The CIEMAP team (led by the University of Leeds, with Cardiff, Bath and Nottingham Trent Universities) have been successful in changing the way the government measures UK emissions and has brought the issue of resource productivity to the attention of ministers and senior civil servants.
CIEMAP Director Professor John Barrett says “we have worked with UK Government Departments and Industrial Partners to support UK Energy Policy and Industrial Strategy. The impact ranges from developing models which the government uses to assess our progress in reducing greenhouse gas emissions to collaborating with government departments to shape policies and programmes which will ultimately reduce energy demand and emissions.”
Organisations the team have worked with include the Committee on Climate Change, Department for Business, Energy and Industrial Strategy (BEIS) and the Department for Environment, Food and Rural Affairs (DEFRA).
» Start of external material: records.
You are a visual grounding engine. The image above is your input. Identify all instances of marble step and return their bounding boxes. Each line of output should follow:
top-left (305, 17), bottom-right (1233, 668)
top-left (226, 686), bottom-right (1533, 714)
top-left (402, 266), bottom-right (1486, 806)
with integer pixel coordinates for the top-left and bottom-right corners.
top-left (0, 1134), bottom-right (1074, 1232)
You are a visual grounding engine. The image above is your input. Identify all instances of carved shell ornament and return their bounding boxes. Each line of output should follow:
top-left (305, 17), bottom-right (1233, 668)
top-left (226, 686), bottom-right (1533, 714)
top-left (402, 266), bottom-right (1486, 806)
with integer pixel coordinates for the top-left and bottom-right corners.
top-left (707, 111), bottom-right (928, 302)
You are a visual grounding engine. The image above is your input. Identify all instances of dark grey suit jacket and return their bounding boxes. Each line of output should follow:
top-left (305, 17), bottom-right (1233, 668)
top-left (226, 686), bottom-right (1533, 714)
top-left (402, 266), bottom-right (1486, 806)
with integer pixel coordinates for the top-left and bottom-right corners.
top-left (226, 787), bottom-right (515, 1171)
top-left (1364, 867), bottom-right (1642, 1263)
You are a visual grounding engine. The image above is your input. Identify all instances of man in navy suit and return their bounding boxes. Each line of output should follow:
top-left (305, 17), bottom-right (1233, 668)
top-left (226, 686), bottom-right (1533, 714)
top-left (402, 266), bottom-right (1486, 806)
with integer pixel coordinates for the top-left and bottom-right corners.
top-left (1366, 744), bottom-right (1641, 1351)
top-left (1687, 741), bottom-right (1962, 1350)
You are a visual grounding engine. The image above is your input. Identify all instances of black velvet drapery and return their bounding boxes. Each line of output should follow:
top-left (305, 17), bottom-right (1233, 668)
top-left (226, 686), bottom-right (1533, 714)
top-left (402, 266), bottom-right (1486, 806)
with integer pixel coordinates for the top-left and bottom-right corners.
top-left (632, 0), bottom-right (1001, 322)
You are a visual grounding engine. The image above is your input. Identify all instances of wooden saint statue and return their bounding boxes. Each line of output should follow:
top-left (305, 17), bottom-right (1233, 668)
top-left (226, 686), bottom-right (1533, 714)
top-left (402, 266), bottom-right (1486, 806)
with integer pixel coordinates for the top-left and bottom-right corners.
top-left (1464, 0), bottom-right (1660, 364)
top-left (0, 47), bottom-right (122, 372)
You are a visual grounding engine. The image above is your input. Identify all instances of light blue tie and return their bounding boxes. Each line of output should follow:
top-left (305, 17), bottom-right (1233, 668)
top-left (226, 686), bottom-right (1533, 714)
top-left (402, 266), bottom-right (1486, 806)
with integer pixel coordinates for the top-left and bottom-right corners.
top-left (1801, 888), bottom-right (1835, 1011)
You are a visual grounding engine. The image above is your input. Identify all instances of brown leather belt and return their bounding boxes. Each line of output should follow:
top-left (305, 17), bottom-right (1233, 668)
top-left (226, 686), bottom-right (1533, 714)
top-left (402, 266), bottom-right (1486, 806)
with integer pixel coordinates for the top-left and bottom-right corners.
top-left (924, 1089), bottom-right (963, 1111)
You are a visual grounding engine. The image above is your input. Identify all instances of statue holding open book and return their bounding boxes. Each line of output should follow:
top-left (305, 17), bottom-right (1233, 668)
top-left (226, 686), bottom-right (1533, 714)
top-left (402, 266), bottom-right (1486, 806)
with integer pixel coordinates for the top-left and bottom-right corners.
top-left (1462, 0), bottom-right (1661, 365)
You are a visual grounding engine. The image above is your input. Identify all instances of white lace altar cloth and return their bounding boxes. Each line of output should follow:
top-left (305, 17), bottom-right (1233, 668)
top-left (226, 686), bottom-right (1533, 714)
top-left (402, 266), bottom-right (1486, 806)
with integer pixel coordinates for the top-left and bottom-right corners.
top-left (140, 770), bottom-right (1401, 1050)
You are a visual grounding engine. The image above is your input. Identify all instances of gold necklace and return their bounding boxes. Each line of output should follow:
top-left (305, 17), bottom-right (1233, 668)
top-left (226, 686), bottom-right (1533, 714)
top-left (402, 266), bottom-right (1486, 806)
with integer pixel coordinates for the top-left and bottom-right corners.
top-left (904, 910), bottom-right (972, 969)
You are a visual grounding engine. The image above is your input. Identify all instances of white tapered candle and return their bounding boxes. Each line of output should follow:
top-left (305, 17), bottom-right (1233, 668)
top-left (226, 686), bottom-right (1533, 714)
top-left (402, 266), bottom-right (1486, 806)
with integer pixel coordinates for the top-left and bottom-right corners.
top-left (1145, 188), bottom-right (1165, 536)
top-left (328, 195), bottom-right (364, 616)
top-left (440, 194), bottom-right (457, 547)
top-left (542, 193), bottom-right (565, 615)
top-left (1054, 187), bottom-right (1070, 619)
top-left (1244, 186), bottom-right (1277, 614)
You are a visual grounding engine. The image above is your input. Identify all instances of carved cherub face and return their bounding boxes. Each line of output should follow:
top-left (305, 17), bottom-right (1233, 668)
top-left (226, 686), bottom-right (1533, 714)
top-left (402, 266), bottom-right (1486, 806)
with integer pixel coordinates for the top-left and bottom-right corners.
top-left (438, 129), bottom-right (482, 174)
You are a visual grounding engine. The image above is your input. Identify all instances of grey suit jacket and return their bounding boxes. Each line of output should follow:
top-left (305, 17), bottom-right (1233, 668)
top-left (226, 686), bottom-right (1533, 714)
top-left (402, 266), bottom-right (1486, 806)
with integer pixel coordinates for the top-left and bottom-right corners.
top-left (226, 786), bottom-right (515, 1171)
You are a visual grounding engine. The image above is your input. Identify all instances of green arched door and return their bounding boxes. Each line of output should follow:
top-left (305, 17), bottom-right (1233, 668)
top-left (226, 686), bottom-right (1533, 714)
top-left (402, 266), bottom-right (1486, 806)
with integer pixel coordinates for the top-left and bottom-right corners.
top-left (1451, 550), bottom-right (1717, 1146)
The researchers have allowed these policymakers to adopt a model of measures the complete energy demand on the UK economy, both inside and outside the UK.
Providing key figures
Professor Barrett says: “CIE-MAP provides the UK Government with one of their headline indicators on energy and consumption; the “Consumption-based GHG Emissions” account. Each year, the UK Government now publishes the consumption-based emissions of the UK. This is provided by the University of Leeds and is a direct outcome of one of the models that has been developed within the CIEMAP centre, namely the UK Multi-Region Input-Output Model. This is an important development as it recognises that UK consumption and industry drives energy demand and emissions in other world regions, extending the scope of the UK to reduce energy demand.”
Policymakers are also considering the idea of resource productivity, identifying the possibility to drive economic growth and reduce the energy demand from our use of materials. The centre have contributed evidence to Select Committees, worked on the BEIS Industrial Decarbonisation Roadmaps and worked with the DECC energy modelling team on Energy and Emissions Projections. These projections provide crucial information about how the UK is progressing towards its CO2 emissions reductions targets.
Working with industry
CIEMAP also work with industry bodies (such as the Green Building Council and Green Construction Board) to get across the messages from research and government as to where changes can be made in the economy to tackle GHG emissions. They regularly present at industry trade shows and seminars and meet with companies to disseminate the results of their research.
The CIEMAP team are a using cutting-edge interdisciplinary research techniques to inform all relevant stakeholders of the main causes of GHG emissions in order to be able to tackle it more effectively for the benefit of all.